Firstly, there is no sugar-coating how bad Lester has been this season. He's currently sitting with a 4.99 ERA, bad enough for an ERA+ of 88, meaning he's been 12% worse than the league average. Prior to this season, his career-worst ERA was 3.47 in 2011, when his ERA+ was 125. Even if you prefer FIP to ERA, the results haven't been pretty. His 4.10 FIP is another career-worst, and significantly higher than last season's 3.83. For comparison's sake, this year's average ERA and FIP for starting pitchers have been 4.22 and 4.15, respectively.
While his season has been bad, some of his numbers do suggest that he has been bitten by the baseball gods in 2012. After allowing a batting average on balls in play below .290 each of the past two seasons, Lester's BABIP this year has been .316, which is 14 points higher than his career average. Additionally, he has struggled with men on base, posting just a 66.5% strand-rate, which is more than eight points lower than his career average, and almost six point below the league average. Finally, his home-run-to-fly-ball ratio of 14.4% is a career-high, and a little over two points higher than the average for starting pitchers.
Of course, blaming all of this on pure luck is crazy, just like saying it is 100% Lester's fault would be. However, I would expect at least some of those numbers to trend back towards his career-norms, which would definitely bring his run prevention back to Earth.
Even though he has been on the receiving end of some bad luck this season, he still clearly has some things to work on before next spring rolls around. First and foremost, he needs to start striking more guys out. This year, he has struck out just 7.5 batters per nine, a big step back from striking out at least 8.5 per nine each of the past three years. In his age-28 season, he has seen a bit of a drop in his velocity, which actually began last year. This could explain a bit of his dip in strikeouts (He had 9.7+ K/9 seasons in both 2009 and 2010), but the seven-tenths of a MPH drop from his 2010 average wasn't so significant he should be losing two strikeouts every nine innings.
One noticeable difference has been a change in his go-to pitch to put a batter away. In 2009 and 2010, he turned to his curveball in the majority of his two-strike counts, especially against right-handers. However, in the past two seasons, he has shifted his focus to the cutter in those counts. The shift in emphasis between these two pitches can be seen greatest in two-strike counts, but it has happened everywhere. This has perhaps led to his inflated home run numbers, as his cutter has led to home runs 0.11% more of the time than his curve over his career, and leads to a fly ball 1.29% more of the time.
As I said at the start, baseball is a crazy game. We all have fun making our predictions, and we all tend to think we know what's going to happen in the upcoming season. If this year has taught us anything, it's to always expect the unexpected. However, that doesn't mean we can't use hints to make more educated guesses of what's to come.

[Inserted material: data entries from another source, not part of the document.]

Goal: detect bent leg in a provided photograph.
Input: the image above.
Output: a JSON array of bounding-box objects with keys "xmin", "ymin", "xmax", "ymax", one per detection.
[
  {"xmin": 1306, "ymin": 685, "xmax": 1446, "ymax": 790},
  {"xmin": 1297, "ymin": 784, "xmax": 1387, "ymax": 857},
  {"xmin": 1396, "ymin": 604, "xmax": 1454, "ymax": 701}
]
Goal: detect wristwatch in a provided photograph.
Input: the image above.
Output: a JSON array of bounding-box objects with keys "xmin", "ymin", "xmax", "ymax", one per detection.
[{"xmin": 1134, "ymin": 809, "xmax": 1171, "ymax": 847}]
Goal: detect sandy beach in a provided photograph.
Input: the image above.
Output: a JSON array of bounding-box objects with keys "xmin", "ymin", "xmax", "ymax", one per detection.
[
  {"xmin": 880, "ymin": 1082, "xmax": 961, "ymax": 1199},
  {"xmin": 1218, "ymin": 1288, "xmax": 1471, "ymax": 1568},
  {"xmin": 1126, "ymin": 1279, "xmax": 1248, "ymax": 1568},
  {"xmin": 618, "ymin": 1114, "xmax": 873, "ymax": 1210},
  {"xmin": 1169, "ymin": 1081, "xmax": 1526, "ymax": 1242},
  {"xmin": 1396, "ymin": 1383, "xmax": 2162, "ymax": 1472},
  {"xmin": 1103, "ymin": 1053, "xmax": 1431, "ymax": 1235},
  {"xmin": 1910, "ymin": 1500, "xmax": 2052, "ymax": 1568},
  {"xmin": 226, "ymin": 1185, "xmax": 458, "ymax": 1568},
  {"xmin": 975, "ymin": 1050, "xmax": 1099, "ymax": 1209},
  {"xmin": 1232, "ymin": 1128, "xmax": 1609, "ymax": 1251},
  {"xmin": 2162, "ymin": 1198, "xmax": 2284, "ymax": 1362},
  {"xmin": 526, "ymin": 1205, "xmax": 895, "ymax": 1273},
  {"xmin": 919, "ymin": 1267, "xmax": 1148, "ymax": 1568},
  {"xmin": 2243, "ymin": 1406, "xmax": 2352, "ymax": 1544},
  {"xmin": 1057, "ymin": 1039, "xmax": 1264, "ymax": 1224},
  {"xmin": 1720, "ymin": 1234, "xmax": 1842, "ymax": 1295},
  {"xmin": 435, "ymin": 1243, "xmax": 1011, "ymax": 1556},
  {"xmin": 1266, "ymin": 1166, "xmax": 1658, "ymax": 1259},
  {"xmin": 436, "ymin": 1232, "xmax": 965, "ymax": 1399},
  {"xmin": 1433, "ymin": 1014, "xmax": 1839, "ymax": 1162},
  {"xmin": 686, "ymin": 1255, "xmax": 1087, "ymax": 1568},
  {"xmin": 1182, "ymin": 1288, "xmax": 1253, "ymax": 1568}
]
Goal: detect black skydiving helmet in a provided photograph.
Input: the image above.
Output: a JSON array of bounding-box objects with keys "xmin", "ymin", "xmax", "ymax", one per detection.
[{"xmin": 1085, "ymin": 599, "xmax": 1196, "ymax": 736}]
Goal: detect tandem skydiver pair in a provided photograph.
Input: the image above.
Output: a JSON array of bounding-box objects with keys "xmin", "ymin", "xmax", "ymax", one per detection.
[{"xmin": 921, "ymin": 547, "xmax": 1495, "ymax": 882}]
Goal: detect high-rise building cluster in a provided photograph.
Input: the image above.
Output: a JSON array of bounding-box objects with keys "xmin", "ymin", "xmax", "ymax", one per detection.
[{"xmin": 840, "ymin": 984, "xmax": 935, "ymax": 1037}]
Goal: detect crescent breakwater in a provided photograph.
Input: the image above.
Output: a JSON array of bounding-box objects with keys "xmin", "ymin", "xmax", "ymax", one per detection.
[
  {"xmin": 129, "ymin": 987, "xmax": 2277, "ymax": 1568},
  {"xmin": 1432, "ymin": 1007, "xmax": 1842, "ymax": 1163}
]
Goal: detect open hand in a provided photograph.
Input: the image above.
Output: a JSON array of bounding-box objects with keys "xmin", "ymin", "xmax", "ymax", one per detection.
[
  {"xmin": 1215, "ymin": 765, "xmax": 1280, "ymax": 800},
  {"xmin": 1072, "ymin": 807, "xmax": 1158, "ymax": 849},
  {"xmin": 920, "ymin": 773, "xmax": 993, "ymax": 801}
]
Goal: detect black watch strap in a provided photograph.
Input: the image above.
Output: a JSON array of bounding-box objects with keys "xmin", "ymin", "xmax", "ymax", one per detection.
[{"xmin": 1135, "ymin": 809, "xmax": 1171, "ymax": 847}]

Chances are, Lester will see some more luck go back his way. Obviously, it's not that simple, and he has his work cut out for him this winter, as next season is huge for both this franchise as well as how Lester will be perceived as a major-league pitcher. However, if you'd allow me to make one of those predictions I just bashed, he has a very good chance of once again becoming a productive pitcher again in 2013.